Bad enough? Oh no. Current government guidance advises staff who think they’re infected to stay at home, but only if they “have a high temperature or do not feel well enough to go to work”. Even then, they’re not required to take a test. If they feel well enough to work, it seems, they’re welcome to spread it around.

The same advice has been issued by the government to schools: “If your child has mild symptoms such as a runny nose, sore throat or mild cough, and they feel well enough, they can go to school or childcare.” Were you to devise a formula for spreading the disease as far and wide as possible, you could scarcely do better than this.

We know how to minimise infection: ventilation, air filtration and germicidal ultraviolet light in indoor public spaces; N95 masks and Covid tests provided free to those who want them; mask mandates in clinical settings; vaccines that are widely available and up to date; proper support for workers and for the parents of children who test positive, so they can stay at home without losing their income.

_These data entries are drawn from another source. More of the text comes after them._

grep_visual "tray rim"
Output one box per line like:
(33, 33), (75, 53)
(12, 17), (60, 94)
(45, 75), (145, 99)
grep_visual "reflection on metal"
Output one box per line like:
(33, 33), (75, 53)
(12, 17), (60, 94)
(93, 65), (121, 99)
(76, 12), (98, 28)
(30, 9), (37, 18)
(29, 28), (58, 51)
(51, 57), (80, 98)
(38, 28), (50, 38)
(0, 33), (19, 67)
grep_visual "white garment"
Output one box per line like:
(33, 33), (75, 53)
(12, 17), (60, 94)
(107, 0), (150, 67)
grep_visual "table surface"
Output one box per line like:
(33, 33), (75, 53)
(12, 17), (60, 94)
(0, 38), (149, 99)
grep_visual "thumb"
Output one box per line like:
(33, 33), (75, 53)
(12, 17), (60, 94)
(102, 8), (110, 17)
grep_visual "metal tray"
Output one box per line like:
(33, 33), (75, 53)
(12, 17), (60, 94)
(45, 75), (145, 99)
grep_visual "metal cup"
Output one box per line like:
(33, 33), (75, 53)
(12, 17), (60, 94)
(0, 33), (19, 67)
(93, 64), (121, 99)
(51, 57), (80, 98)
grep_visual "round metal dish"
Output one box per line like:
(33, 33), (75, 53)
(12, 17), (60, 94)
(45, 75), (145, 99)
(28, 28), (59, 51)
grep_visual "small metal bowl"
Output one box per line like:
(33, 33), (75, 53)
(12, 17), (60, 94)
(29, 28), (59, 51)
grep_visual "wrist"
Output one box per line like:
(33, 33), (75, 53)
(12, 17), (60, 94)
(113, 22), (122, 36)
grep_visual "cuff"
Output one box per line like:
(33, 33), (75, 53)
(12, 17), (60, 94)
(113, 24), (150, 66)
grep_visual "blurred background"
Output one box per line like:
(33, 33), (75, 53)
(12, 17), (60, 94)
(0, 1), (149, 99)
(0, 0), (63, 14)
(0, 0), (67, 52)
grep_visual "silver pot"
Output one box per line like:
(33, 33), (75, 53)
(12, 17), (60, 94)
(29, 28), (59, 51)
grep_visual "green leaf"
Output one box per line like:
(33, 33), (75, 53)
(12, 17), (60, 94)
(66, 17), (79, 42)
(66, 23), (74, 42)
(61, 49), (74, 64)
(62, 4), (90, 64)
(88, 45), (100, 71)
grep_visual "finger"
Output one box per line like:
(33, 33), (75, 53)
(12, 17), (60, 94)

There’s plenty of masking going on, but not the kind that prevents infection. The government is masking its failure to get to grips with this virus. It’s masking the fact that, thanks to three years of such failures, Covid-19 is now a constantly evolving endemic infection likely to kill or disable many thousands every winter. It’s masking the ableism its rhetoric has encouraged: the othering and blaming of those who contract the disease, driven by the widespread but wholly mistaken belief that fit and healthy people don’t catch it. It’s masking the cruelty of a system that shuts down the lives of clinically vulnerable people.

These facts – and these people – are treated as social embarrassments, locked in the government’s moral attic like a relative with a mental illness in Victorian England. They’re the country’s family secret. That coughing noise upstairs? Nothing that need concern you.